Published in the Sydney Morning Herald, Saturday 30 June 2012

The current planning system in NSW satisfies no one. Developers face long delays to get projects approved.

Residents feel they have little power to protect the character of their street or neighbourhood. The only real avenue for residents to have a say is through complaints about decisions that have already been made.

The system needs reform and the Planning Minister, Brad Hazzard, is proposing a fundamental makeover.

Hazzard says he wants to stop individual development applications becoming “site-specific planning wars”. Instead, he wants communities to agree in advance on building types, heights and densities for a given area.

Applications that meet those guidelines would then be approved and residents would have little opportunity to object.

He says communities will be given a voice “upfront” in the strategic planning process, but once the framework is set it will be “full steam ahead” for development.

The minister’s approach could present an opportunity to broker a new deal on planning that better balances the interests of residents, developers and governments. Ideally it would reduce delays and cut costs to stimulate construction and increase the supply of housing.

However, a planning code that restricts appeal rights needs to be more than a tick-a-box exercise. It must also set standards that improve the quality of what gets built. Achieving a lasting and effective deal on planning will require public engagement on a scale rarely seen in Australia.

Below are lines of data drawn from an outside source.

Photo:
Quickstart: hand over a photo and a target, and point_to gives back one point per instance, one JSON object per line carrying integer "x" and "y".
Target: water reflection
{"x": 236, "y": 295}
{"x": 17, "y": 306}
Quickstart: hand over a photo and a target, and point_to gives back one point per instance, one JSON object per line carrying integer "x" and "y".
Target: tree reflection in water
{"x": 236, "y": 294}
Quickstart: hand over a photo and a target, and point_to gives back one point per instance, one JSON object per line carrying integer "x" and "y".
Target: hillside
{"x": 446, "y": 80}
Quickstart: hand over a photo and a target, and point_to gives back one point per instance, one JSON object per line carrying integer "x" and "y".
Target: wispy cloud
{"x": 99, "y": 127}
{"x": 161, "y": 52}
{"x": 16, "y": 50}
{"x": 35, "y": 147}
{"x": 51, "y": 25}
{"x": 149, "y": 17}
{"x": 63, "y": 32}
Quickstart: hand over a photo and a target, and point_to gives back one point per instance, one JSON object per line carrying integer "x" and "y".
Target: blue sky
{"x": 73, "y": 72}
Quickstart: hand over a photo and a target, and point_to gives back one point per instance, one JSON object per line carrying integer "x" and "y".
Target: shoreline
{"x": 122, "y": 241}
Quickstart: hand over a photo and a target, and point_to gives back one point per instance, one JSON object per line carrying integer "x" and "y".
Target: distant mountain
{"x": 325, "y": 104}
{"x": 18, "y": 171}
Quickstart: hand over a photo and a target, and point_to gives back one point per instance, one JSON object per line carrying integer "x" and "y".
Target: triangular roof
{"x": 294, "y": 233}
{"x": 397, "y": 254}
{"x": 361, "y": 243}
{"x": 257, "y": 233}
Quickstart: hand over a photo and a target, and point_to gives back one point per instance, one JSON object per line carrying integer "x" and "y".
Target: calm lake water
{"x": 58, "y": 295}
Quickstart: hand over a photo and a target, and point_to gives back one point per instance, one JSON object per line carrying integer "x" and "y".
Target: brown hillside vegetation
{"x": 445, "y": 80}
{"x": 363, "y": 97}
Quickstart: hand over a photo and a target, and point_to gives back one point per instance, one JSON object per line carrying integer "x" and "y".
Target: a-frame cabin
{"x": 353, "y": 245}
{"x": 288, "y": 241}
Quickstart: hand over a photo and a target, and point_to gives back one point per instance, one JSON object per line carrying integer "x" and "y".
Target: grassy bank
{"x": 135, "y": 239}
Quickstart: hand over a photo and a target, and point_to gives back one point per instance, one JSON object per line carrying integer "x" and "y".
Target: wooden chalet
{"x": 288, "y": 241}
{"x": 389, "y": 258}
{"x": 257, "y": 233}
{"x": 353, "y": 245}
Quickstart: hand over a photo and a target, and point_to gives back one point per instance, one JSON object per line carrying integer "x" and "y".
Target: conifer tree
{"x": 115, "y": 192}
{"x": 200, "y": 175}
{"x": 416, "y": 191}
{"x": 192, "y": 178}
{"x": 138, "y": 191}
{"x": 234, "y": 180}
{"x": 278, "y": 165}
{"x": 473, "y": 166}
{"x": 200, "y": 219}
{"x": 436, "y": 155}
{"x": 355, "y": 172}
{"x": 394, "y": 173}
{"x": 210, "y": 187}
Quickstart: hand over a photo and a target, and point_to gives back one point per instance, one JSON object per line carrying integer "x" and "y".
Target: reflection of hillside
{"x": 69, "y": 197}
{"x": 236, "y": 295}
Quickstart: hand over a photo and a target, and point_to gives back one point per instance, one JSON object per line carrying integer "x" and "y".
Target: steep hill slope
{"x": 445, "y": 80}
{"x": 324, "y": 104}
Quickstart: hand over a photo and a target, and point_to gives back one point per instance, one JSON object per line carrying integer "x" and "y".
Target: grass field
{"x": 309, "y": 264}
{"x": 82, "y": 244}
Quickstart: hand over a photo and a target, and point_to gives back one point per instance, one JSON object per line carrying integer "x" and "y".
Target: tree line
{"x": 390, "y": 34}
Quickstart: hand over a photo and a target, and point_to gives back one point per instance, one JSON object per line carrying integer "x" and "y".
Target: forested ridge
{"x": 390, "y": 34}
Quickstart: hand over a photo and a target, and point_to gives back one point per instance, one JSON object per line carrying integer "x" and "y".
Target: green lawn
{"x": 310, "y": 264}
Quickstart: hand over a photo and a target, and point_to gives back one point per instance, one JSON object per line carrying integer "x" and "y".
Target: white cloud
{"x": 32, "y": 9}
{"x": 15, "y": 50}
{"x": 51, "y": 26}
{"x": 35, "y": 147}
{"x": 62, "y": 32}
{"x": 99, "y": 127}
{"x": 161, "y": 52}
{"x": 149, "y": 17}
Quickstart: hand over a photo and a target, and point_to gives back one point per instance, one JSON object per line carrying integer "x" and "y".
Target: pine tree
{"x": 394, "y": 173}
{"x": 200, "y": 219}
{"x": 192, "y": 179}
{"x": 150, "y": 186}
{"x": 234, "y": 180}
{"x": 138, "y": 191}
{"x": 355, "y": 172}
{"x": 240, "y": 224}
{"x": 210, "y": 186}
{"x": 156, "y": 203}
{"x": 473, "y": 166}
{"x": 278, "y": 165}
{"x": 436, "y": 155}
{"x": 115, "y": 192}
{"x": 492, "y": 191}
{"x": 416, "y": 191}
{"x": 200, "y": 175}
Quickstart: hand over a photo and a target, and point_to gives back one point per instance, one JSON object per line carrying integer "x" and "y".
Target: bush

A recent attempt at public consultation in NSW shows the extent of the challenge. In early May, as part of drawing up a new metropolitan plan for Sydney, the state government invited online comment on its discussion paper Sydney over the next 20 years.

So far it has received only about 50 responses. It appears most of Sydney’s 4.6 million people have no idea their opinion is being sought.

To be meaningful, consultation must present realistic scenarios grounded in local conditions. What will be the costs and benefits of accepting more residents in a particular area? What might the area look like in future? Will government offer support by providing better services, improved public transport or upgraded facilities? What would be the impact of resisting change and maintaining the status quo?

Consultations must also set local concerns in the broader context of the overall shape and future of the city.

In the report Cities: Who Decides?, the Grattan Institute examined the experiences of cities such as Seattle and Vancouver that had engaged with residents to develop long-term metropolitan plans and successfully manage change.

In Seattle, each neighbourhood was funded to hire experts to help develop its own values and vision around land-use, design and other issues. During this process, around three-quarters of the city’s planning budget was spent on public engagement.

Consultations in Vancouver involved about 20,000 people or about 4 per cent of the population. It resulted in trade-offs and compromise, such as residents opting to accommodate more households in an existing area, rather than send sprawl “up the valley”.

Public engagement is not a short cut. It is not cheap or easy or quick. Nor will it produce absolute agreement and put an end to all disputes. Done properly, however, public engagement can build an enduring vision for a city that residents understand and support.